What is this technique about
SCAMPER is considered one of the easiest, most direct brainstorming methods. The simple technique is based on the idea that what’s new is actually based on something that already exists.
SCAMPER is acronym for seven techniques; (S) substitute, (C) combine, (A) adapt, (M) modify, (P) put to another use, (E) eliminate and (R) reverse.
This brainstorming technique can help to come up with new ideas, when it seems impossible to come up with anything new. The Scamper technique helps you generate ideas by encouraging you to think about how you could improve already existing ones by asking questions about it.
Using this technique you can explore problems from seven perspectives: substitute, combine, adapt, modify, put to another use, eliminate and reverse. These questions help you come up with new creative ideas. Also for improving the recent ones.
Where does it come from
SCAMPER was first introduced by Bob Eberle to address targeted questions that help solve problems or ignite creativity during brainstorming meetings.

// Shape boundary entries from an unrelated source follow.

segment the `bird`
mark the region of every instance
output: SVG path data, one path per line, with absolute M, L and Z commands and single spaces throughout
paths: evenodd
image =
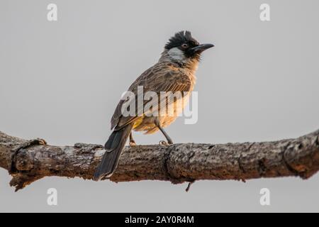
M 111 124 L 113 132 L 105 143 L 106 152 L 96 169 L 93 177 L 94 180 L 112 176 L 128 138 L 130 146 L 136 145 L 132 131 L 143 131 L 145 134 L 160 131 L 167 140 L 160 141 L 160 144 L 173 144 L 173 140 L 164 128 L 174 122 L 185 107 L 196 83 L 195 74 L 201 53 L 213 46 L 211 43 L 200 44 L 189 31 L 177 32 L 169 39 L 158 62 L 138 77 L 128 92 L 133 94 L 135 99 L 139 98 L 138 89 L 141 87 L 143 89 L 142 94 L 147 92 L 156 94 L 165 92 L 180 92 L 181 95 L 171 99 L 171 101 L 167 101 L 167 96 L 155 100 L 143 100 L 142 106 L 132 106 L 135 114 L 128 116 L 123 113 L 125 104 L 136 104 L 137 101 L 135 99 L 130 101 L 128 99 L 121 99 L 112 116 Z M 160 101 L 163 101 L 164 104 Z M 146 113 L 143 106 L 150 105 L 151 102 L 152 108 Z M 164 106 L 169 106 L 168 108 L 172 108 L 172 114 L 167 114 L 167 112 L 163 114 L 160 109 L 164 109 Z M 159 113 L 159 111 L 160 114 L 152 114 Z

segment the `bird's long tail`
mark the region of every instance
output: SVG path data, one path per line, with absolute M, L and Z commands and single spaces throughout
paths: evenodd
M 99 180 L 104 177 L 109 177 L 116 169 L 121 153 L 132 130 L 129 124 L 119 130 L 113 131 L 104 145 L 106 150 L 102 160 L 97 167 L 94 179 Z

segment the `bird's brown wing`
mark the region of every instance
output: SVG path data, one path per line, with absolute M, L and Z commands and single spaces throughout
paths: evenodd
M 157 109 L 160 109 L 159 104 L 165 104 L 165 101 L 162 102 L 158 99 L 145 100 L 142 102 L 142 106 L 138 106 L 137 104 L 138 99 L 143 99 L 143 96 L 138 96 L 138 87 L 139 86 L 143 87 L 142 95 L 147 92 L 155 92 L 160 97 L 161 92 L 172 92 L 172 93 L 177 92 L 188 92 L 191 89 L 192 84 L 186 74 L 181 72 L 178 68 L 173 67 L 171 64 L 162 62 L 155 65 L 142 73 L 128 89 L 129 92 L 133 92 L 135 95 L 135 100 L 131 101 L 135 101 L 135 113 L 143 113 L 145 105 L 150 101 L 152 102 L 153 111 Z M 125 100 L 121 100 L 116 109 L 111 119 L 112 128 L 116 126 L 116 128 L 121 128 L 139 117 L 138 116 L 123 116 L 122 115 L 122 106 L 125 101 Z

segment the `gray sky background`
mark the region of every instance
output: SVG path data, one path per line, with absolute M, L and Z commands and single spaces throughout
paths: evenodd
M 49 3 L 58 21 L 47 21 Z M 271 21 L 259 6 L 271 6 Z M 266 141 L 319 127 L 319 2 L 315 0 L 0 2 L 0 130 L 52 145 L 102 144 L 123 92 L 188 29 L 206 52 L 197 72 L 198 121 L 167 128 L 175 143 Z M 157 143 L 160 133 L 135 133 Z M 0 211 L 319 211 L 319 175 L 115 184 L 51 177 L 18 193 L 0 170 Z M 58 191 L 49 206 L 47 189 Z M 259 204 L 259 190 L 271 206 Z

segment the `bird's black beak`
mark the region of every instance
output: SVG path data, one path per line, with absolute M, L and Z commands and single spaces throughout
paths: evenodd
M 214 45 L 213 44 L 210 44 L 210 43 L 201 44 L 201 45 L 198 45 L 198 46 L 196 46 L 195 48 L 191 48 L 189 50 L 191 51 L 194 54 L 200 54 L 203 51 L 204 51 L 207 49 L 209 49 L 211 48 L 213 48 L 213 47 L 214 47 Z

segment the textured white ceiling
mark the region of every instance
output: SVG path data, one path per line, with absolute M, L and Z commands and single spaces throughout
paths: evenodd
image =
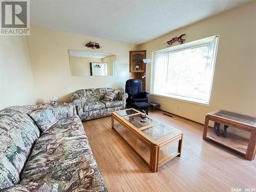
M 31 0 L 32 26 L 140 44 L 250 0 Z

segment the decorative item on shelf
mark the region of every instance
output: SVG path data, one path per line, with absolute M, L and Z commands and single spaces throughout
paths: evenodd
M 139 70 L 139 68 L 140 68 L 140 66 L 135 66 L 135 70 Z
M 96 42 L 94 41 L 90 41 L 86 45 L 86 47 L 87 47 L 88 48 L 91 48 L 92 49 L 97 49 L 102 48 L 101 46 L 100 46 L 98 42 Z
M 148 121 L 148 118 L 146 116 L 147 115 L 148 115 L 148 113 L 146 112 L 146 110 L 143 110 L 142 112 L 144 113 L 143 114 L 141 114 L 140 117 L 141 118 L 141 120 L 140 120 L 140 122 L 142 123 L 145 123 Z
M 180 43 L 180 44 L 184 44 L 184 42 L 185 41 L 185 39 L 183 39 L 182 38 L 182 37 L 184 35 L 186 35 L 185 34 L 183 34 L 182 35 L 181 35 L 179 37 L 174 37 L 172 39 L 170 39 L 170 40 L 168 40 L 168 41 L 167 41 L 166 42 L 165 42 L 164 44 L 167 44 L 168 45 L 168 47 L 169 47 L 170 46 L 172 45 L 173 45 L 173 44 L 174 42 L 175 42 L 176 41 L 178 41 Z
M 50 100 L 50 103 L 54 105 L 57 104 L 57 99 L 58 99 L 58 97 L 56 96 L 53 97 L 53 99 Z

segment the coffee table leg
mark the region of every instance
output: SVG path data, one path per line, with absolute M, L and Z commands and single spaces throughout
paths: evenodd
M 179 141 L 179 145 L 178 146 L 178 152 L 180 153 L 180 155 L 179 155 L 178 157 L 180 157 L 181 156 L 183 144 L 183 134 L 181 135 L 181 139 Z
M 159 147 L 157 145 L 152 145 L 150 150 L 150 167 L 152 172 L 158 170 L 158 158 L 159 156 Z
M 204 121 L 204 133 L 203 134 L 203 139 L 206 140 L 207 135 L 208 125 L 209 124 L 209 117 L 206 115 L 205 116 L 205 121 Z
M 115 119 L 114 119 L 113 116 L 111 115 L 111 126 L 112 129 L 114 129 L 114 125 L 115 124 L 114 120 Z
M 248 144 L 247 151 L 245 155 L 245 158 L 248 160 L 252 161 L 254 159 L 256 153 L 256 130 L 251 132 L 251 136 Z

For which purposes it is used (why in your engineering teaching)
The SCAMPER Method is based upon the notion that every new idea or solution is a modification of one that already exists. It aims to generate new ideas or solution by making you think about how you could improve those that already exist. You do this by asking questions about the existing ideas or solutions.
This technique allows you to explore the problem from seven perspectives, which are the ones mentioned before. Asking a set of questions related to these perspectives will help to think differently and come up with new ideas or solutions. The tool is also helpful when one needs to improve ideas or solutions that were found recently.
The questions force the individual or group to think in an arbitrarily different way, and using all the seven perspectives will help in producing useful results.
The Scamper technique can be used for different purposes, from analysing a product, process or service to reading and writing (Idek, 2016).
How to use it
At any point in a creative-thinking situation, alone or in a group, novel solutions emerge when those involved force themselves to think in an arbitrarily different way. For that reason, using any or all of the seven thinking approaches listed below will help those who use them produce surprising and sometimes very useful results (IdeaConnection Ltd., 2022).
Here are some possible issues / questions for the each perspective (they may be completely different depending on the topic/idea/subject/product you are analysing):
- What materials or resources can you substitute or swap to improve the novel solutions?
- What other novel solutions or process could you use?
- What rules could you substitute?
- Can you use this product somewhere else, or as a substitute for something else?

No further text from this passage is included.